0 Members and 1 Guest are viewing this topic.

Offline paulcaTopic starter

  • Super Contributor
  • ***
  • Posts: 4438
  • Country: gb
RGB LED Light
« on: January 30, 2025, 04:06:17 pm »
My temporary, WIP LED monitor backlight began to fail after about 3 years.  It's looking like the power brick has gone bye bye, cutting out every few minutes.  5V, 10Amp, been running 16 hours a day for 3 years at 3.6Amps.  Cost me £30.  Seems like a rip off.

Anyway, I liked it.  I liked it so much I want to do another one and better this time.  Longer and just as bright.  Less temporarily permanent.

To that aim the plan is to basically double it.  But to move up to 12V WS2811bs.  I don't need individual pixel accuracy for an indirect light!  Groups of 3 will be fine.  That will save me from playing games with 5V DC bricks with "stupid amps".

So, 144 pixels per meter, 2 meter length.  Glued to an aluminium strip of the same length.  Along the back of the strip will run 16AWG wire such that the strip can be powered at both ends.

The 1m 5V strip pulled 3.6A at full bright white.  Regardless of what the scary theoretical draw is (9 amps).  A direct conversion to 12V should mean it pulls 1.2A (based on 3 in series) or 1.5A based on voltage scale alone.  Doubling the length brings that up to 2.4A.  So I am going to pick a 12V, 5Amp brick and spend a few quid on it as it will be in use 16 hours a day.  12V @ 2.4/3.0A ~= 30-36W which sounds about right at full whack for what I need.

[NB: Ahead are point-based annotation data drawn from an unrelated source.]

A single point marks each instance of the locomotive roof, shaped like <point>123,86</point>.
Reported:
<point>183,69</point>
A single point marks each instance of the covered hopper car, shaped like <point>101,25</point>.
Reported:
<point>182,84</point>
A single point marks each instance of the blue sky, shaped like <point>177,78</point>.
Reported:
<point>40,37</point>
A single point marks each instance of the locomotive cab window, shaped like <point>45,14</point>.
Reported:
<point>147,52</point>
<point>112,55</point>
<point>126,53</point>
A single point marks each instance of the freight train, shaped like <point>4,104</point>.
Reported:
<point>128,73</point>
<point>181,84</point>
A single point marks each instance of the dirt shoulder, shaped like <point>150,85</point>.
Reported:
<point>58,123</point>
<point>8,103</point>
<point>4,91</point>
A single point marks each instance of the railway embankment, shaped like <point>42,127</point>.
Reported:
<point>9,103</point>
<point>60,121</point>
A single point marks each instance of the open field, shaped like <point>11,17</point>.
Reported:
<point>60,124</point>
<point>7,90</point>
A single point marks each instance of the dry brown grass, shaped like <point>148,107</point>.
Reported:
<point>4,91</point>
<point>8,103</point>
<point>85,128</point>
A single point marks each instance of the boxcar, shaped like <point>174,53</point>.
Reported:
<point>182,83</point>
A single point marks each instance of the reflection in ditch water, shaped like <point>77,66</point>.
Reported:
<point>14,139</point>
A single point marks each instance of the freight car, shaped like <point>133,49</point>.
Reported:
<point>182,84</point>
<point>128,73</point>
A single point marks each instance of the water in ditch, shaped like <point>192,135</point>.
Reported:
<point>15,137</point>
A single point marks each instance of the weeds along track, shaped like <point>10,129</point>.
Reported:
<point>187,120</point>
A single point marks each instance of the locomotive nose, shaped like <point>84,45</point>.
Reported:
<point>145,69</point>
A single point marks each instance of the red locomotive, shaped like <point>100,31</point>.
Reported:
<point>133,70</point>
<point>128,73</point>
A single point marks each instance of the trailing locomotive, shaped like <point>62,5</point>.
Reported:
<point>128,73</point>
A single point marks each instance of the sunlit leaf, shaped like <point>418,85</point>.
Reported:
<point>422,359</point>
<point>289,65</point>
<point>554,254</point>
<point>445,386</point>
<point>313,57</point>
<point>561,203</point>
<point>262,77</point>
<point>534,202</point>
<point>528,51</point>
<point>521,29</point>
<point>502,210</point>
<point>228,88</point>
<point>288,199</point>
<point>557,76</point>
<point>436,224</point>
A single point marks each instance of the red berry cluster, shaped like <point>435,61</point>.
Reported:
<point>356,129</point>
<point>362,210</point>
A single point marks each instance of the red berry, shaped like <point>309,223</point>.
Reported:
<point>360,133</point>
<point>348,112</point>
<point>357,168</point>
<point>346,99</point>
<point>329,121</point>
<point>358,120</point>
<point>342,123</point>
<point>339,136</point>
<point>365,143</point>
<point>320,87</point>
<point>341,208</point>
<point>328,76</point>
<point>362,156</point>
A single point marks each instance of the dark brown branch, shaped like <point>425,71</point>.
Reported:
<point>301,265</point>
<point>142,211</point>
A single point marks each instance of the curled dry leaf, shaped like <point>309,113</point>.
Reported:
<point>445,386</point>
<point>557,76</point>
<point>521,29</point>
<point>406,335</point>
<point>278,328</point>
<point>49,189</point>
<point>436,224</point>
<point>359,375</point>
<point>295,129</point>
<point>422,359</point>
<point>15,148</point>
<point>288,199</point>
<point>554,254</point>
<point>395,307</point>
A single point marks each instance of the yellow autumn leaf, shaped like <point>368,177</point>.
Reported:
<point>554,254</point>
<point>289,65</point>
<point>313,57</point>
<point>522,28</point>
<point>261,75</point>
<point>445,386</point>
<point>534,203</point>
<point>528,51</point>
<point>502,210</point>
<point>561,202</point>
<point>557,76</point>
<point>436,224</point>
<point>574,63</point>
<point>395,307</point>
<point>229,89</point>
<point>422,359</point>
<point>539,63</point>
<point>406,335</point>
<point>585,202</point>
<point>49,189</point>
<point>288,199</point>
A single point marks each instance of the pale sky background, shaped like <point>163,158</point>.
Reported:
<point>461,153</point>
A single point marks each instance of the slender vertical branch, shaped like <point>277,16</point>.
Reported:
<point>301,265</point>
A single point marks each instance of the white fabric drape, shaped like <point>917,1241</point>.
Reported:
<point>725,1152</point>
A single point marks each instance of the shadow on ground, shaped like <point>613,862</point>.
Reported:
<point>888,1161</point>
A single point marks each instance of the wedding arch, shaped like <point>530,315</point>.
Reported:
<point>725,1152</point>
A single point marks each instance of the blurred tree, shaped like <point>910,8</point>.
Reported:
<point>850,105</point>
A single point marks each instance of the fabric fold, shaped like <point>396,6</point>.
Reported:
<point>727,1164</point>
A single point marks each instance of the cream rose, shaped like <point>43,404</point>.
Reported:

For "Digital control" I have a few Aurora dongles which take 5-12V power in one end and put out the 3 pin WS2811 signal.  They run WLED.  This WILL NOT take more than about 2 amps through it before its soft fuse cuts out.  However with a little modification I can supply the 12V directly to the LED rails with 16AWG cable and run the digital only on a branch.  Not even connecting the + and - outputs from the dongle.

The purpose of this light, I should have started here.  It runs along the back of my monitor panels, yes they are long enough to hide 2 meters of LED strip.  They shine up the wall and onto the cieling and provide the only ambient light in the room.  The fact they can be switched to odd mood colours and even do animations like water rippling is just a bonus.

A further bonus use is that the strip controller has a REST API.  I can, from software alone, signal things via these lights.  Alerts for example like motion at the front door when a parcel arrives etc.  I can "blink" the strip red for 250ms for one thing and green for another.
« Last Edit: January 30, 2025, 04:09:53 pm by paulca »
"What could possibly go wrong?"
Current Open Projects:  STM32F411RE+ESP32+TFT for home IoT (NoT) projects.  Child's advent xmas countdown toy.  Digital audio routing board.
 

Offline ahsrabrifat

  • Regular Contributor
  • *
  • Posts: 101
  • Country: pk
Re: RGB LED Light
« Reply #1 on: February 03, 2025, 02:47:03 pm »
Since your setup will run 16 hours daily, a high-quality 12V, 5A (or slightly higher) power supply will be a good choice.